Though the picture needs no further explanation than to say she's nine months old today; I must tell you she grows more gorgeous by the day. We are in love with that face, those eyes and that pretty hair. She has an infectious laugh, a contagious smile and a determination that will serve her well later I'm sure.

She is trying to become mobile but not crawling yet. She is eating and sampling more and more "real" food. And loving it, I might add.

Still petite. Mostly wearing 3-6 month and some 6-9 month clothing. An occasional 6-12 month.

She is happy. Calm. Full of peace.

And not a day goes by that we don't count our blessings and thank the Lord for this sweet precious girl.

I love her and everything about her.

Happy Nine Months, E.

Tuesday, September 1, 2009

You.

You truly are my sunshine.

My reason for pushing onward and upward somedays.

My joy. My love. My little forty month old man in a big, big world.

You are my superhero. Always ready to save the day. Especially if it means jumping, running and shouting "Ka-Bam!"

You have an enthusiasm for life, a smile and a laugh that is irreplaceable.

You are something.

You love your sister to a fault. Squeeze. Stretch. Pull. Push. All in the name of love. Please don't stop. Though having to monitor your every action with her drives me crazy, I love that you love her. Please. Please don't stop.

You are growing too quickly. Learning to fast. Sliding away. Time is just not on my side.

I sit at the park and I watch you run and play and jump and make friends and I reminisce the old days. The days that T and M would be at their mom's and it'd be you and I. And we'd walk and I'd talk (since you couldn't yet) and we'd go to the park where you could do nothing but swing and we'd laugh and smile.

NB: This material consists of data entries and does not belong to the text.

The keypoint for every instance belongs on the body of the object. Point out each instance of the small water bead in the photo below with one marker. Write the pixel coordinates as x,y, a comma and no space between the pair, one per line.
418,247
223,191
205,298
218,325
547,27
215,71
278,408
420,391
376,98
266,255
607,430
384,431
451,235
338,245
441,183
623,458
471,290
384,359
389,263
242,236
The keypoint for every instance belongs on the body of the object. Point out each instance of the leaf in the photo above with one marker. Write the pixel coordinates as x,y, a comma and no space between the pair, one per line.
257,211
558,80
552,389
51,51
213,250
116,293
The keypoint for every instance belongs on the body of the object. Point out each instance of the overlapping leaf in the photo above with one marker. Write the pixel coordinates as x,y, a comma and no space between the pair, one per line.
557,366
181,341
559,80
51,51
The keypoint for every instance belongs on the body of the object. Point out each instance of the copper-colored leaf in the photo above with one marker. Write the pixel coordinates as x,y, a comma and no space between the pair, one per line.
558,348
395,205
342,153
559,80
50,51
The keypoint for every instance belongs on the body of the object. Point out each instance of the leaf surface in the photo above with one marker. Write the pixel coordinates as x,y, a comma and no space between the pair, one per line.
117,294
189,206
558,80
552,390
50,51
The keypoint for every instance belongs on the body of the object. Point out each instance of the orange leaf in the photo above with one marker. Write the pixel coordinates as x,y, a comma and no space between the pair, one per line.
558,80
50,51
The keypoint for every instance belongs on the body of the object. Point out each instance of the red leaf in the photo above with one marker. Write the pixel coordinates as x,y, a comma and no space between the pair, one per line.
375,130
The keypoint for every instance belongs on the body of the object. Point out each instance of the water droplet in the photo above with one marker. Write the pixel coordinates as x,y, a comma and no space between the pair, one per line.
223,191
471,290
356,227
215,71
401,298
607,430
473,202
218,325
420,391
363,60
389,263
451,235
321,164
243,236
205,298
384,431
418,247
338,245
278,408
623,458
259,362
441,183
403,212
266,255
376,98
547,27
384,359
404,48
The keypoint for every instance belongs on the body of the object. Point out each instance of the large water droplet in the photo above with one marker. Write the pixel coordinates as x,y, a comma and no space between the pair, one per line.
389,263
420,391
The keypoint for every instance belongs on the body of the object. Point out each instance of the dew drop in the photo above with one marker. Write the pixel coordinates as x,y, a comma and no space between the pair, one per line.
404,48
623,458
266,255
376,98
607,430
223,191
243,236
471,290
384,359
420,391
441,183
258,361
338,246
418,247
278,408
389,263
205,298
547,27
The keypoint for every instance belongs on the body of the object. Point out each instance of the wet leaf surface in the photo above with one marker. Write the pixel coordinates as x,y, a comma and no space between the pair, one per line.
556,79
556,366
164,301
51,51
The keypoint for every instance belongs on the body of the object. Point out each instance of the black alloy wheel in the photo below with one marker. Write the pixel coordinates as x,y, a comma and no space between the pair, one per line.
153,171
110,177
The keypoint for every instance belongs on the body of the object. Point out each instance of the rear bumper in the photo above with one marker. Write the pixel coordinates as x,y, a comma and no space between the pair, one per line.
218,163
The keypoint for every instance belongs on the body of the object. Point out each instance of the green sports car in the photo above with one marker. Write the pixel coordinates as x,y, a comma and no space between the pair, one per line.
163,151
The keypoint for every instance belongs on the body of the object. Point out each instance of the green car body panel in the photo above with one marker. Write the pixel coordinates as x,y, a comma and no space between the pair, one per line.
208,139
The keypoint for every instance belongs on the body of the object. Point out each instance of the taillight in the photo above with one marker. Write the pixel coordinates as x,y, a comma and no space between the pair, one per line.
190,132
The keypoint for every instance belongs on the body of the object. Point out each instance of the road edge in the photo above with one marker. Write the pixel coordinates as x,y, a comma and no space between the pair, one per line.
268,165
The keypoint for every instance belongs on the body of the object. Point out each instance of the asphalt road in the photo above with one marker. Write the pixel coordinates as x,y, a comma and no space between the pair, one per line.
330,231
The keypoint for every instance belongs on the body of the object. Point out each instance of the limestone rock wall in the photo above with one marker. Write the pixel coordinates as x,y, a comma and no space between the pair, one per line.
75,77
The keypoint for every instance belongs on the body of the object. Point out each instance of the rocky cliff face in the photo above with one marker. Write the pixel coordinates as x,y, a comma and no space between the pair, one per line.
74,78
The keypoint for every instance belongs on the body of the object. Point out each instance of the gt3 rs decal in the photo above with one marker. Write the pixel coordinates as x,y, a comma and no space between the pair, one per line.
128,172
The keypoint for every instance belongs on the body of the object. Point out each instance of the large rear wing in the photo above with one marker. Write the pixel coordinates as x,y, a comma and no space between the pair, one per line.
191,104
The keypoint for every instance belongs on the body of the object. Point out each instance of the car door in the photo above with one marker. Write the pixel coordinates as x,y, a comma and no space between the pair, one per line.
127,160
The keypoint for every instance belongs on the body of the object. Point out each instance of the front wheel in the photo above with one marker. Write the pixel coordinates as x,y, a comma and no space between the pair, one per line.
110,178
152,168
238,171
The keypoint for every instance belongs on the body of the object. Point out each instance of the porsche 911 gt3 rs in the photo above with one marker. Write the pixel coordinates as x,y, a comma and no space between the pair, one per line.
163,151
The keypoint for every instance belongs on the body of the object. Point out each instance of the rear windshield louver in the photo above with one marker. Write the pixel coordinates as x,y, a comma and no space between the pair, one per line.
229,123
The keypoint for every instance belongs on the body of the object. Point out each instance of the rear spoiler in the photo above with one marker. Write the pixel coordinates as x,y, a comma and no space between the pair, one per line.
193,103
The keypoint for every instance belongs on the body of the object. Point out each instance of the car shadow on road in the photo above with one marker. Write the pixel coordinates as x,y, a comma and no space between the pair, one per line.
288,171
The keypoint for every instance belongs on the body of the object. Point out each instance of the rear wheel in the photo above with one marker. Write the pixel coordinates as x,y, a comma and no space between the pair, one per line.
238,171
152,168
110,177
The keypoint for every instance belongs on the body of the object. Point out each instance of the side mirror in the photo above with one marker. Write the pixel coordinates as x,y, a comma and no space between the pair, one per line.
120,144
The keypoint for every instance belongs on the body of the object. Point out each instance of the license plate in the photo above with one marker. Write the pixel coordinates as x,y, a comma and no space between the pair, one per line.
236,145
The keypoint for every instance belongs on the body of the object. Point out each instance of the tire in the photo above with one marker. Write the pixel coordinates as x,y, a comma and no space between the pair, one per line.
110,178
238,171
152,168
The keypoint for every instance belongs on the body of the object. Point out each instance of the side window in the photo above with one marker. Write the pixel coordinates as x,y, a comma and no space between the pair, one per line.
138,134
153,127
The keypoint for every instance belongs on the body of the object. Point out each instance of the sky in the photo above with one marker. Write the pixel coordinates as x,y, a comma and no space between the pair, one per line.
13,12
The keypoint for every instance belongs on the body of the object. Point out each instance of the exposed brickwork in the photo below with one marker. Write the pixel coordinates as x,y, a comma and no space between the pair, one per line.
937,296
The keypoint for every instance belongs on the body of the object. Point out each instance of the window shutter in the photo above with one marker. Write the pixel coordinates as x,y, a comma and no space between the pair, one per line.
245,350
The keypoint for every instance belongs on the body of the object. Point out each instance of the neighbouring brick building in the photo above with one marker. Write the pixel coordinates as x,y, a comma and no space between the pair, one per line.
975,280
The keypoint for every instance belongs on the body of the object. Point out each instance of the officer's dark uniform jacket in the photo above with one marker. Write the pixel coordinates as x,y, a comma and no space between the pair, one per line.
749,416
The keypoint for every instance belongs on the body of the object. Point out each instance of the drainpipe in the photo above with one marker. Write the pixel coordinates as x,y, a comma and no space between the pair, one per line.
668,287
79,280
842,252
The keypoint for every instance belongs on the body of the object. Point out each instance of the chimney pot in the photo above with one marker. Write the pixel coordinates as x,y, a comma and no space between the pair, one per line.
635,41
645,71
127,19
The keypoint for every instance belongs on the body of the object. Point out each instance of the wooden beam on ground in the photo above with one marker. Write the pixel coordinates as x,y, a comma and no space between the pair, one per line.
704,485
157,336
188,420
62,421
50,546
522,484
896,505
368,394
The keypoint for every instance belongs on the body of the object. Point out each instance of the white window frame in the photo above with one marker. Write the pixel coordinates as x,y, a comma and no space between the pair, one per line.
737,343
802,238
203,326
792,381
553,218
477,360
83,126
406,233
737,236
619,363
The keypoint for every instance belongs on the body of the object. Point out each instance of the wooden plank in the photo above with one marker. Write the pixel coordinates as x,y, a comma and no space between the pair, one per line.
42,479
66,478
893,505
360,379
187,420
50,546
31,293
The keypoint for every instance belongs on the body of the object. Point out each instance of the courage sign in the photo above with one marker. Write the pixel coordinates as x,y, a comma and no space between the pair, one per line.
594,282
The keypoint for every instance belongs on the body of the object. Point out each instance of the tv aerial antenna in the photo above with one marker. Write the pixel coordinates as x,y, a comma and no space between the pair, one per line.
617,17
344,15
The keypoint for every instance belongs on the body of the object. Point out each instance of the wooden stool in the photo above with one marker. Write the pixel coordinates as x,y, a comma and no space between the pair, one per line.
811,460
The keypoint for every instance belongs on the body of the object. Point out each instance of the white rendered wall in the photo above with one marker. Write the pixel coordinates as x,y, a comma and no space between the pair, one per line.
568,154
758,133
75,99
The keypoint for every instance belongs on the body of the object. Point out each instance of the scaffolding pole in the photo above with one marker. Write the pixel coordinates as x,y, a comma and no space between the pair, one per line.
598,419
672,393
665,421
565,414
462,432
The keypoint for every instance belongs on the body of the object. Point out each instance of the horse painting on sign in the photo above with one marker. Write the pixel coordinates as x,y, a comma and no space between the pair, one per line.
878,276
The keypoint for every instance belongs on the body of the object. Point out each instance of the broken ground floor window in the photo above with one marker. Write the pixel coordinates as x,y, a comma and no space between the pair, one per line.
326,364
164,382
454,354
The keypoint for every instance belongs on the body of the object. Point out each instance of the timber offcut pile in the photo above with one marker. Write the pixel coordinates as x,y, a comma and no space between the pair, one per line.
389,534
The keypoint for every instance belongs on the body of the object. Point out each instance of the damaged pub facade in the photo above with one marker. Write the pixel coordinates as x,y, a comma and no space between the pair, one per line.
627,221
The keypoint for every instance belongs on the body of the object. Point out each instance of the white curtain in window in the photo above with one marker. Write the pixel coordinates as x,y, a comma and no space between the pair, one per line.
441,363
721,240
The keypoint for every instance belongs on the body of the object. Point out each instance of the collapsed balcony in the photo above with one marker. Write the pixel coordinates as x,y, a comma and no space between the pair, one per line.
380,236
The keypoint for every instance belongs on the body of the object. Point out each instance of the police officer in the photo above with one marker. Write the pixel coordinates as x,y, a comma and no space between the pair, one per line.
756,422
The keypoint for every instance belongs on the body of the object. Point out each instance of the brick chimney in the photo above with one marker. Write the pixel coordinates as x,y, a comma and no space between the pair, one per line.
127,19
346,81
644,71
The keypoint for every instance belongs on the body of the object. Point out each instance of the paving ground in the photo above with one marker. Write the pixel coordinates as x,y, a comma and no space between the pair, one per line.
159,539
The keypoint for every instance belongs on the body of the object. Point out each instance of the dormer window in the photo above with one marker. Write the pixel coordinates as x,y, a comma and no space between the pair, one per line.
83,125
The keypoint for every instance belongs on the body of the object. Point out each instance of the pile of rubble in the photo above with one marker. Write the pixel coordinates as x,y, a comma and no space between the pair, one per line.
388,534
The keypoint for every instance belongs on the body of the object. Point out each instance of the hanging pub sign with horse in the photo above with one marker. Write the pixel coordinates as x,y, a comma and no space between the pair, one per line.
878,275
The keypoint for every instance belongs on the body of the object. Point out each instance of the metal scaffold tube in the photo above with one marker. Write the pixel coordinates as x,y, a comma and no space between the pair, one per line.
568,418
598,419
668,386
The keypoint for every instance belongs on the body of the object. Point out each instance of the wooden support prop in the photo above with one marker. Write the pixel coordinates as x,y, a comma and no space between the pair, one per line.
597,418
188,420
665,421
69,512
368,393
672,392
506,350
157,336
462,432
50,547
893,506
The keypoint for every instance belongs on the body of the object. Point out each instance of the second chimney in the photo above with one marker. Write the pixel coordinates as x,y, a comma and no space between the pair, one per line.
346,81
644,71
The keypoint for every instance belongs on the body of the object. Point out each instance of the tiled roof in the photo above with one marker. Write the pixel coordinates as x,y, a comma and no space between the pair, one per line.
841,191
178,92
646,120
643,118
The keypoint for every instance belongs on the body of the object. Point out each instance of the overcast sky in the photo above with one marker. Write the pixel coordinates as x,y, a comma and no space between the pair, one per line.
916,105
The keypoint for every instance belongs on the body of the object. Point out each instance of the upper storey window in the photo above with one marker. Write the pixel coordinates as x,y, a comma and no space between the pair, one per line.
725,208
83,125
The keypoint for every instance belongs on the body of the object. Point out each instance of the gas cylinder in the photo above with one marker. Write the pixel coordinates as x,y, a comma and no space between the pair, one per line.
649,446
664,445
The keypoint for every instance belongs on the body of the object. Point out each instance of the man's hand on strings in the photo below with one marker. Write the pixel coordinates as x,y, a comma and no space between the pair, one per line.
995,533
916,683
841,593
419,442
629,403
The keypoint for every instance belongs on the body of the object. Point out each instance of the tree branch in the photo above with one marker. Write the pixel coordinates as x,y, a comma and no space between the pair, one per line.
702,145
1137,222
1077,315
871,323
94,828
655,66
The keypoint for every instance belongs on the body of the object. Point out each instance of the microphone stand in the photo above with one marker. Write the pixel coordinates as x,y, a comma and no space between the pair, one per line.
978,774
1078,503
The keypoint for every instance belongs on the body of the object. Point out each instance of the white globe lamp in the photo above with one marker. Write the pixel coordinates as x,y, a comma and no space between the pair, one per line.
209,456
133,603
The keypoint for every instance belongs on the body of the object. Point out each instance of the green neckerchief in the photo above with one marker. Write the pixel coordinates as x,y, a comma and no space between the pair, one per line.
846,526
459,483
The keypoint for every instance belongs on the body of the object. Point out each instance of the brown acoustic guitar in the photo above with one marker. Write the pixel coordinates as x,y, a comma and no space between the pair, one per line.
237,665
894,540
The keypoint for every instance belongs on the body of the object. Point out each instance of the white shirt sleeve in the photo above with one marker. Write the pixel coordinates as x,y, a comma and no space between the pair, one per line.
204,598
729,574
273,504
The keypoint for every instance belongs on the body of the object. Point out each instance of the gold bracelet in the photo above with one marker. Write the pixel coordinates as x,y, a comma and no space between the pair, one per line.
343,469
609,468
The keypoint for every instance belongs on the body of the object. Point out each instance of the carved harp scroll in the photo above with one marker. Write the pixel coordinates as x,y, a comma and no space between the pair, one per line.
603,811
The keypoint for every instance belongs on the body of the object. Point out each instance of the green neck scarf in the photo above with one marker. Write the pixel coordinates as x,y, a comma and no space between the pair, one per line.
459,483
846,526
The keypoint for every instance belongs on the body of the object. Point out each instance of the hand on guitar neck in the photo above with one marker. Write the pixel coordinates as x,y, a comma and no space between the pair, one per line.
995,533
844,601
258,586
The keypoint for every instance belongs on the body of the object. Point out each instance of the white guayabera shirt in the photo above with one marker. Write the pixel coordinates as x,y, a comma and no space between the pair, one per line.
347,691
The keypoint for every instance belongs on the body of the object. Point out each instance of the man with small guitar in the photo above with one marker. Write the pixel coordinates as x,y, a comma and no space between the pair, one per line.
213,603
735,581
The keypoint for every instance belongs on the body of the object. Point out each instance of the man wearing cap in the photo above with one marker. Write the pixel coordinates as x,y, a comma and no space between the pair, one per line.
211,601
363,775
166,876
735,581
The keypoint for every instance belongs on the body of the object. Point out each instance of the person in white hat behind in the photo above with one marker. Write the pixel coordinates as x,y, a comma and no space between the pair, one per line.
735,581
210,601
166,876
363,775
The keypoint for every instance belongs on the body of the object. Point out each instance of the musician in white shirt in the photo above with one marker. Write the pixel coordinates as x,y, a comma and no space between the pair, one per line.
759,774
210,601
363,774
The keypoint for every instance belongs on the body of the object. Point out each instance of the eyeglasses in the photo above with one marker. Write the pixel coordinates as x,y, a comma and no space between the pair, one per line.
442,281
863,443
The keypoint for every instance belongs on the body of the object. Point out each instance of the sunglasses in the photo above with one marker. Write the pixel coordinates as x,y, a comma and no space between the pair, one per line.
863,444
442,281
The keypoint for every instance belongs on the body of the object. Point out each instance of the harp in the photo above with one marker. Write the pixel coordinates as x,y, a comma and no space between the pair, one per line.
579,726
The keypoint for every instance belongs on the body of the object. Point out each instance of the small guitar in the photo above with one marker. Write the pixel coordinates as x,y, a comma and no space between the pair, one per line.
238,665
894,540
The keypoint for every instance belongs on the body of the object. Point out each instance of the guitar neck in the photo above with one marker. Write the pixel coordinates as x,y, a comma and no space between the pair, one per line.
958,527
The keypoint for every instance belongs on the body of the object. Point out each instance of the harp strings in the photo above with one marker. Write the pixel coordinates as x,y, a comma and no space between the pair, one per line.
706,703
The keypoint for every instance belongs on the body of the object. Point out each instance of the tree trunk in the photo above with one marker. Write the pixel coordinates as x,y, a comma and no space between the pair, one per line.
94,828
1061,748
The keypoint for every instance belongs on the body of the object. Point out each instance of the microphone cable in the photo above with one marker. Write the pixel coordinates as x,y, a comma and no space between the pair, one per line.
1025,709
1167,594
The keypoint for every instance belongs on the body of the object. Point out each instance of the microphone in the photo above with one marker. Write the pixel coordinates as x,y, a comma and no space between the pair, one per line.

The whole world was yours.

It still is.

You amaze me.

You push buttons, test limits, pull out all the stops. You are smarter than we give you credit for because you know every trick to pull. You're no angel that's for sure. But you, you are something.
You are so big, so tall, so fast. You ride your birthday bike with ease everywhere we want to go. And you love it.

Your banged up, scratched and bruised knees and ankles make me know that you are loving life. You are living. And playing. And loving.

You.
You are loved. Don't you ever forget it mister.
You are something else and you are loved beyond comprehension.